Using the GPR, it is quite simple to prospect and estimate the size of underground ice, if you know for certain about its availability from a priori data (drilling data or outcrops inspection). In the absence of reliable and sufficiently complete a priori data, it is very difficult to determine the presence of massive ice from GPR data. On the GPR data (radargram) there is displayed a separate area (georadar-stratigraphic unit [35]), bounded above and below by horizontal serial signals (events), which are obtained as a result of signal reflection from the upper and lower ice boundaries. In order to check ice or an undisturbed rock layer, it is necessary to drill wells each time a similar wave pattern appears on the radargram, which significantly increases the cost of geophysical work.
To reduce the cost of drilling wells, it is necessary to find a way to distinguish between the ice layer from the rock formation according to GPR measurements.
The purpose of this study was to validate and test the criteria for identifying massive ice based on the results of GPR surveys. Permafrost scientists call the term “massive ice” as there are three types of deposit-forming ice (pure, horizontally layered with mineral layers, ice with mineral impurities). In our study, we mean by “massive ice” the ice of the first type, i.e. pure, which is important for choosing the used values of the electrophysical properties.
The proposed criteria are based on knowledge of the characteristics of the propagation process of electromagnetic waves in the geology and the typical values of the electrophysical properties of ice and the surrounding rocks. To develop the criteria, we have undertaken the following:
  • created and analyzed a model of a single GPR trace for frozen rock mass with massive ice;
  • conducted computer and physical simulation of GPR sounding of a frozen rock mass model with the inclusion of massive ice.
When performing step 1, we obtained theoretical values of the parameters of GPR signals which were then compared with the results of computer and physical simulation.

2. Method of Experimental Studies

2.1. GPR Method

Serially produced ground penetrating radars currently use antennas to emit and receive ultra-wideband pulses with a central frequency (fc) of 10 to 2000 MHz, which corresponds to wavelengths in frozen rocks from 12 m to 0.12 m. The principle of GPR operation is based on reflection of electromagnetic waves from the interface of geological environments having different electrophysical properties (dielectric constant ε and electrical conductivity σ). The presence of such surfaces in rock masses is due to the difference not only in the mineral and granulometric composition of rocks, but also in the density, moisture content, cryogenic state, etc.
The GPR data consists of a set of traces (radargrams), which are a set of signals reflected from the interface of geological environments. The signals consist of alternating pulses with positive and negative amplitudes. The signals are visualized in the form of several black (positive values) and white (negative values) stripes, which are called “events," the shape of which repeats the shape of the interface.
Each signal can be characterized by the following parameters:
  • amplitude—the magnitude of the maximum pulse (A);
  • phase (with what impulse the signal starts, negative or positive);
  • traveltime (t);
  • center frequency of the Fourier spectrum (fc).
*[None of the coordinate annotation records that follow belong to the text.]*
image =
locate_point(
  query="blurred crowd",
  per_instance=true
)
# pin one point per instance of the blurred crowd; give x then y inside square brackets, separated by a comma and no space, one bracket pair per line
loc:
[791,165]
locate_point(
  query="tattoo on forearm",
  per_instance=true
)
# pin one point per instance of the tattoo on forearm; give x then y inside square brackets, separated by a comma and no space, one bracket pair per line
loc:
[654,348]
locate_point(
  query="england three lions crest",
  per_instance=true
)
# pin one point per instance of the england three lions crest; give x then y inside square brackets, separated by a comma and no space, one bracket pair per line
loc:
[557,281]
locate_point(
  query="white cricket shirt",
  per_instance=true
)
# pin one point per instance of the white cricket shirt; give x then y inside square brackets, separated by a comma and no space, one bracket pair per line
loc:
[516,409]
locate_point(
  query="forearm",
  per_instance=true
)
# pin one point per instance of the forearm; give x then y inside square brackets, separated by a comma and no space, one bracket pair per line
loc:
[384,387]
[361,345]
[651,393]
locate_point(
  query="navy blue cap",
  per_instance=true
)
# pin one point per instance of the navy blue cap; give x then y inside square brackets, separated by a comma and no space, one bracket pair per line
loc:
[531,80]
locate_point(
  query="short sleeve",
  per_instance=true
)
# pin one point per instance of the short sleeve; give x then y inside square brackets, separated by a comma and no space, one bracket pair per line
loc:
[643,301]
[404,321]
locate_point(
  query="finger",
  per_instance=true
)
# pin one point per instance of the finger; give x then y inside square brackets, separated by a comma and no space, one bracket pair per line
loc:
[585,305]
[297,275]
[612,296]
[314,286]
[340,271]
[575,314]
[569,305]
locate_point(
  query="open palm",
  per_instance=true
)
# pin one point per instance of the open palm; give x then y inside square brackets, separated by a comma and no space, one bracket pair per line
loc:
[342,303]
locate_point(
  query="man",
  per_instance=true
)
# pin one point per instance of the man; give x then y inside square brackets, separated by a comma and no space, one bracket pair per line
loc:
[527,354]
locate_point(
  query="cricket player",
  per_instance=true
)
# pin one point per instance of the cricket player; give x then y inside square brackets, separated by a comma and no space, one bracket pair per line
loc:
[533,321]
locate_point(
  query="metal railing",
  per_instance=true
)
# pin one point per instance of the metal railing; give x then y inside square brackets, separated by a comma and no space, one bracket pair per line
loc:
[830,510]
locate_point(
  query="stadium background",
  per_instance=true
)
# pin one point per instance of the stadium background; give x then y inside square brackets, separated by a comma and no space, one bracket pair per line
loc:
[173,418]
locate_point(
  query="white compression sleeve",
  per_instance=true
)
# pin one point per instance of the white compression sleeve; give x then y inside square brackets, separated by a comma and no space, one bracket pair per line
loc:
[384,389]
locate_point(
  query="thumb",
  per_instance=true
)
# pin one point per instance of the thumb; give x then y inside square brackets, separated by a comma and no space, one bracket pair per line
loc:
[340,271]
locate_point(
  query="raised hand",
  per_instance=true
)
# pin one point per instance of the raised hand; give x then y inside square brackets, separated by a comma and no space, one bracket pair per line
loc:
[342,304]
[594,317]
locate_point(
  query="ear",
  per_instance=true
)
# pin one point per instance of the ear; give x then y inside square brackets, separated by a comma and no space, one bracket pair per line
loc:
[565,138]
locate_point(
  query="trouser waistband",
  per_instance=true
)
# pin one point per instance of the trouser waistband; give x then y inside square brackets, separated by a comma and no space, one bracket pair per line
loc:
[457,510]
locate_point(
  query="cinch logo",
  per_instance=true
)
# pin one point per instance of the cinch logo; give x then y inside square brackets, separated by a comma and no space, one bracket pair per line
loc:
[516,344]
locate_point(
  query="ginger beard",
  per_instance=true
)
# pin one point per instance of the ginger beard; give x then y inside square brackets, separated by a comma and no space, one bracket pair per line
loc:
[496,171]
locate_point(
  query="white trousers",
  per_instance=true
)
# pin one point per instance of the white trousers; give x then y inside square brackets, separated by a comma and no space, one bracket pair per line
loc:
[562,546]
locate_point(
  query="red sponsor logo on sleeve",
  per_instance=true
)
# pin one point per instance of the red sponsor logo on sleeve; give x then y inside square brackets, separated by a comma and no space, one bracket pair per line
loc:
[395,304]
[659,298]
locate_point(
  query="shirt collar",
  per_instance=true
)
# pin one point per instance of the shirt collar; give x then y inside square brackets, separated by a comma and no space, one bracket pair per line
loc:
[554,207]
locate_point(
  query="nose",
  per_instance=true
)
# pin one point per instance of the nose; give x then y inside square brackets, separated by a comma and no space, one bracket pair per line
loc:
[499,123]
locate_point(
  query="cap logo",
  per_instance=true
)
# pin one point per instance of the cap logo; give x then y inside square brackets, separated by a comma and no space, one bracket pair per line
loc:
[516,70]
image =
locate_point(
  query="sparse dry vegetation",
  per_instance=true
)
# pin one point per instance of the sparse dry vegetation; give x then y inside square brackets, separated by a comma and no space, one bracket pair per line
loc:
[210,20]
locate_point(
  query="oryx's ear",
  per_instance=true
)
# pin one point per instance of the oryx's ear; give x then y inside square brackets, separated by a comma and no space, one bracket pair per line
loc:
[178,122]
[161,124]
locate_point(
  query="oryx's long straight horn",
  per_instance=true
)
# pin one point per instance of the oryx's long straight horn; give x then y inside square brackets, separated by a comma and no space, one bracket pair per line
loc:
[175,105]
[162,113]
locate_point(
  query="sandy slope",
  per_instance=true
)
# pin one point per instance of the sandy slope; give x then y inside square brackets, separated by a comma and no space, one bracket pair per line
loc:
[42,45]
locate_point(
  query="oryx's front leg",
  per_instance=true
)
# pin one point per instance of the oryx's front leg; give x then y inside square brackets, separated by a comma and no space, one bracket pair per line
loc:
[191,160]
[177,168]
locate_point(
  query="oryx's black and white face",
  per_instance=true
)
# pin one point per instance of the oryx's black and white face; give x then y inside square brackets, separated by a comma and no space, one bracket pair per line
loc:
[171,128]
2.2. Theoretical Foundations of Massive Ice Detection by GPR

A GPR model was created to determine the characteristics of the radiophysical parameters of the signals common to massive ice in a frozen rock mass (Figure 1). It consists of the host medium represented by frozen sand with the inclusion of ice with a thickness of h = 0.72 m at a depth of H = 0.72 m. Electrophysical parameters of the model objects are specified as the real part of the complex relative permittivity (ε′), frozen sand-ε′ = 4, ice-ε′ = 3.2 [42]., which determines the propagation velocity of electromagnetic waves (in sand vfs = 0.15 m/ns, in ice vi = 0.168 m/ns). The ε′ values of frozen sand are from 4 to 5 in the conditions of the north of the Asian part of Russia. We chose the value ε′ = 4 for our study, which is without restriction, and all of the following formulas can be recalculated for any value ε′ necessary for the reader.
For this GPR model, a single GPR trace s(t) describing itself as a combination of useful signals p(t) and interference n(t) was developed. The component p(t) consists of the sum of the direct signal AdU(t) and the signals from the upper AupperU(ttupper) and lower AlowerU(ttlower) ice boundaries, where:
U(t) is a function that describes the shape of the GPR signal;
Aupper, Alower—the amplitude values of the signals, depending on the reflection coefficient R at the upper and lower ice boundaries, as well as on the absorption of electromagnetic energy (γ) in frozen sand and ice;
tupper and tlower—traveltime of the signal from the upper and lower ice boundaries, respectively (tupper = 2h1/vfs; tlower = tupper + 2h2/vi).
Assume that the signal amplitude emitted by the GPR is equal to Ad, then according to [39] the amplitude of the wave reflected from the upper ice boundary will be equal to
A upper = A d R 1 - 2 e 2 γ 1 h 1
where R1-2 = 0.055 is the reflection coefficient from the “frozen sand–ice” boundary, γ1 is the propagation constant describing the attenuation of the electromagnetic wave propagating in frozen sand, and h1 is the thickness of frozen sand.
The coefficient R1-2 is calculated by the formula
R 1 - 2 = ε 1 ε 2 ε 1 + ε 2
The amplitude of the wave reflected from the lower ice boundary will be equal to
A lower = A d T 1 - 2 T 2 - 1 R 2 - 3 e 2 γ 1 h 1 e 2 γ 2 h 2
where T1-2, T2-1 are the transmission coefficients at the upper ice boundary (T = 1 − R), h2 is the thickness of the ice. The reflection coefficient on the lower ice boundary is less than zero (R2-3 = −R1-2 = −0.055), which leads to a change in the signal phase.
Based on the foregoing, a model of the GPR trace obtained by sounding of a frozen rock mass containing massive ice can be represented as
s(t) = AdU(t) + 0.055Ade−2 γ1h1U(tt1) + (−0.055)Ade−2(γ1h1+ γ2h2) U(tt2) + n(t)
The value of the amplitude Ad of the sounding signal depends both on the features of the GPR hardware and software and on the electrophysical properties of the rock on which the GPR is installed. It does not allow the use of the Aupper and Alower values in the analysis, processing, and interpretation of the GPR data. However, the ratio of these quantities does not depend on the amplitude of Ad
A l o w e r A u p p e r = A п T 1 2 T 2 1 R 2 3 e 2 γ 1 h 1 e 2 γ 2 h 2   A п R 1 2 e 2 γ 1 h 1 = ( 1 R 1 2 2 ) e 2 γ 2 h 2
For pure ice, the specific attenuation γ2 = 0.3 dB/m, the propagation velocity of the electromagnetic wave V2 = 0.168 m/ns, which allows us to simplify formula (5) based on h2 = t V 2 2
A l o w e r A u p p e r = ( 1 0.055 2 ) e 2 γ 2 t V 2 2 = 0.99 e 2 * 0.3 * 0.008 t = 0.95 t
where ∆t is the double transit time of the electromagnetic wave in the massive ice.
According to the literature [43,44,45,46,47], the specific attenuation in existing ice at frequencies of about 1 GHz is more than 0.3 dB/m; therefore, the ratio of the amplitude values of the signals obtained in the practice of the GPR measurements is less than 0.95∆t.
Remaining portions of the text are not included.